In the late ’80s around where I lived in the UK, canal estates sprung up as if they were townhouses on subdivided suburban blocks post-GFC. I came to associate canals with gaudy displays of upper-middle-class wealth and a distinct feeling of being poor and unwelcome. These estates had names like Oceanic Paradise, very subtle reminders that I eked out an existence in, at best, Suburban Purgatory. I didn’t like canals very much.
Beyond the proto-McMansions, the problem with the canal estates was that they weren’t very interesting, not unless your interests extended to yachts idling in artificial estuaries, pearl-clutching over the bull sharks in the water, or being buzzed by drunk rich kids up to no good in Dad’s tinny while he was away on ‘business’. There was no purpose to them other than a show of affluence and upward social mobility. It turns out, if you wanted your canals to have purpose, you’d have to get far, far away from the spectre of ’80s Britain.
Thankfully, these days you can do that without leaving the comfort of an impending housing market collapse, and just tune into All Aboard! The Canal Trip, a two-hour slow TV journey along the Kennet and Avon Canal, from Top Lock in Bath to the Dundas Aqueduct.
You’ll experience canals as they’re meant to be: winding through lush countryside, water sloshing in hypnotic rhythms against boat bottoms, nary a mid-life crisis convertible in sight.
Things started off familiarly enough for the UK’s inland waterway network, built as it was by the Rich Kids of the Ancient World – AKA the Romans – though they were more concerned about irrigation than manufactured waterfront living. The network then became a driving force of the industrial revolution, shifting coal in quantities that would make even the most moderate Coalition MP salivate, before being replaced by that other star of the slow TV scene: railways.

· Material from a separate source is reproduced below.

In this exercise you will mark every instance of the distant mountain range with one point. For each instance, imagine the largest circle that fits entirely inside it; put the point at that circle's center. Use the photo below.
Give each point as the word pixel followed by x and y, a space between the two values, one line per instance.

Now used solely for leisure and recreation, the network totals some 3,500km of mostly connected canals and rivers throughout England, Wales and Scotland. But more than this, the canals trace a path through history, a course that takes you from the furthest reaches of one of the largest empires the world has ever seen, to the industrialisation of labour and the advent of private property.
Bring the family
Kyoto may have the Golden Pavilion, but London lays claim to the Feng Shang Princess. Unfortunately absent from The Canal Trip, Regent’s Canal offers the perfect destination for those who would rather fill up on food than history – a floating restaurant beloved by Paul McCartney himself! He loves the restaurant so much that before his marriage to Nancy Shevell, he brought the whole family there for dinner, much to the confused delight of patrons.
See the sights
If you continue along Regent’s Canal (though who could blame you for calling it a day at the floating restaurant) you’ll find yourself winding through London Zoo. Even if you’ve blown your budget on lunch and can’t afford the price of admission, the canals offer a pretty amazing view of Snowdon Aviary, which does a fairly convincing impression of an enclosure from Jurassic Park for free.
Very wholesome things
This is an all-too-brief way of saying that there’s no shortage of interesting things to see and experience along the UK’s canal network. Even if the idea of a narrowboat holiday doesn’t float your… erm… boat, there are worse ways to spend a day than taking a leisurely stroll along the water’s edge, simply enjoying nature and trying to hold conversations with ducks.
Nothing smacks of class in Britain quite like a canal estate, which makes it somewhat ironic that the canals of our colonial forebears are welcoming, public spaces and well worth exploring.
All Aboard! The Canal Trip airs on Sunday, 20 January at 7:30pm on SBS as part of SBS’s Slow Summer.